Otago and Southland dwelling consents rose sharply in July, both regions exceeding the nationwide 20% rise.

Consents in Otago rose 20.6% to 152 in July from 126 in June and Southland consents rose 150% to 25 from 10.

In money terms, the Otago consents rose 17% in value in July to $56 million from $48 million and Southland consents rose to $7 million from $3 million.

In a breakdown of territorial authority dwelling consents issued, Dunedin had more than a 100% rise to 35 issued in July compared with 17 in June and 39 in May.

Invercargill had 12 issued in July, from three in June and nine in May. Central Otago was down slightly to 18 in July from 22 in June but was up against the previous eight months.

Queenstown Lakes was up nearly 12% to 85 from 76 in June and 87 in May.

Statistics New Zealand figures released yesterday (Monday) said 2824 consents were issued for dwellings in New Zealand in July.

Houses were up 215 to 1799 compared with July last year, apartments were up 249 to 444, retirement village units were down 156 to 117 and townhouses, flats and units were up 234 to 464.

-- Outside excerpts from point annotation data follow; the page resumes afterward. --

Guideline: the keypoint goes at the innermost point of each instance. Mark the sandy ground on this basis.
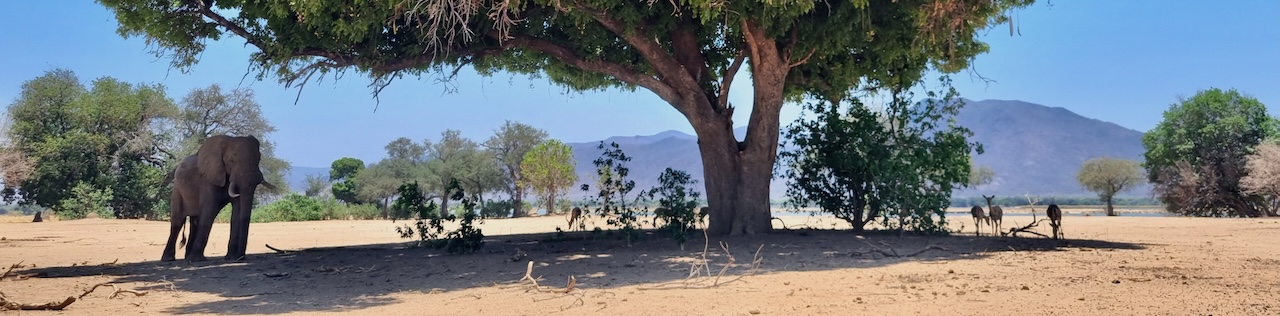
(1128, 265)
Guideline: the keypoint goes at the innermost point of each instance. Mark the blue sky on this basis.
(1121, 62)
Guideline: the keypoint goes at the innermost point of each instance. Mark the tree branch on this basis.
(728, 78)
(805, 59)
(652, 51)
(622, 73)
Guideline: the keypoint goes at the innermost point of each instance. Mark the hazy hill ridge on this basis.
(1033, 149)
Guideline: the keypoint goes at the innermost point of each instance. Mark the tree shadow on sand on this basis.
(356, 278)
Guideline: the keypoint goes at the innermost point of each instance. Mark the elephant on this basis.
(224, 170)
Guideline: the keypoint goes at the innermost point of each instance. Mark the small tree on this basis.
(1264, 177)
(315, 184)
(549, 170)
(676, 195)
(86, 200)
(343, 173)
(508, 146)
(1196, 156)
(1107, 177)
(862, 164)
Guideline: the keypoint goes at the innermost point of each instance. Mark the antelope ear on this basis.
(210, 160)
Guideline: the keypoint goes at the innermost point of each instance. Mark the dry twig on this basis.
(5, 305)
(529, 275)
(894, 253)
(279, 251)
(5, 274)
(114, 293)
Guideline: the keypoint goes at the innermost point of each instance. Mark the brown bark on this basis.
(737, 174)
(1111, 210)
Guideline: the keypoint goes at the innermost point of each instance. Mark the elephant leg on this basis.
(190, 238)
(209, 207)
(176, 221)
(238, 243)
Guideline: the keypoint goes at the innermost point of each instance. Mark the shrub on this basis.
(85, 198)
(429, 225)
(676, 195)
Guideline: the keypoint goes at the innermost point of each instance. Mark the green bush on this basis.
(85, 198)
(429, 224)
(677, 196)
(496, 210)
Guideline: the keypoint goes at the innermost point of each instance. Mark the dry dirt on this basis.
(1128, 265)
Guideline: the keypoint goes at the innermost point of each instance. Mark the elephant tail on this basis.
(183, 242)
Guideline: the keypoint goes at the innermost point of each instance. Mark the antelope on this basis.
(1055, 219)
(978, 216)
(997, 214)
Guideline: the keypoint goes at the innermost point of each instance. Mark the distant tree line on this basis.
(105, 149)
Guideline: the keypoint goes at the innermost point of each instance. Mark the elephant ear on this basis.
(210, 160)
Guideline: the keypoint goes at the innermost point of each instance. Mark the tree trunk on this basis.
(517, 197)
(739, 173)
(1111, 210)
(444, 205)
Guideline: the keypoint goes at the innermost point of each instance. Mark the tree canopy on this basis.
(1196, 156)
(99, 140)
(686, 53)
(1107, 177)
(863, 165)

For houses only, the trend had more than recovered from recent falls and the current level was double the series minimum in March 2009.

The regions with the largest increases were: Auckland, up 267 to 1116; Waikato, up 85 to 296; Bay of Plenty, up 56 to 181; and Canterbury up 41 to 650.

However, while it seems New Zealand is on something of a building boom, ASB economist Chris Tennent Brown thinks construction activity in New Zealand is likely to peak this year and no longer be a strong contributor to economic growth.

Further interest rate cuts from the Reserve Bank were likely to stimulate housing demand and remain supportive of construction demand, he said.

''We continue to expect the Reserve Bank to cut the OCR to 2.5% in coming months. We have pushed out the time of when the OCR will return to a more neutral level to 2018 from 2017.''

The Reserve Bank had altered its OCR schedule from the second half of next year. Taking the new schedule into account, the ASB had a working assumption the central bank would lift the OCR in 2018 by 0.25% at each of the May, August and November Monetary Policy Statements to 3.25%, he said.

''Although financial markets will remain heavily focused on how low the OCR will go in the near term, for decision making with long term horizons, a view on the sustainability of low interest rates is important.

The new announcement schedule meant there would be a relatively long gap between early November and February with no rate announcements scheduled.

In the long term, the November and February announcements might take on more significant than the other five OCR announcements, Mr Tennent Brown said.

In Australia, the annual rate of inflation is staying well below the Reserve Bank's 2% to 3% target, but the bank is unlikely to take the option of cutting the cash rate.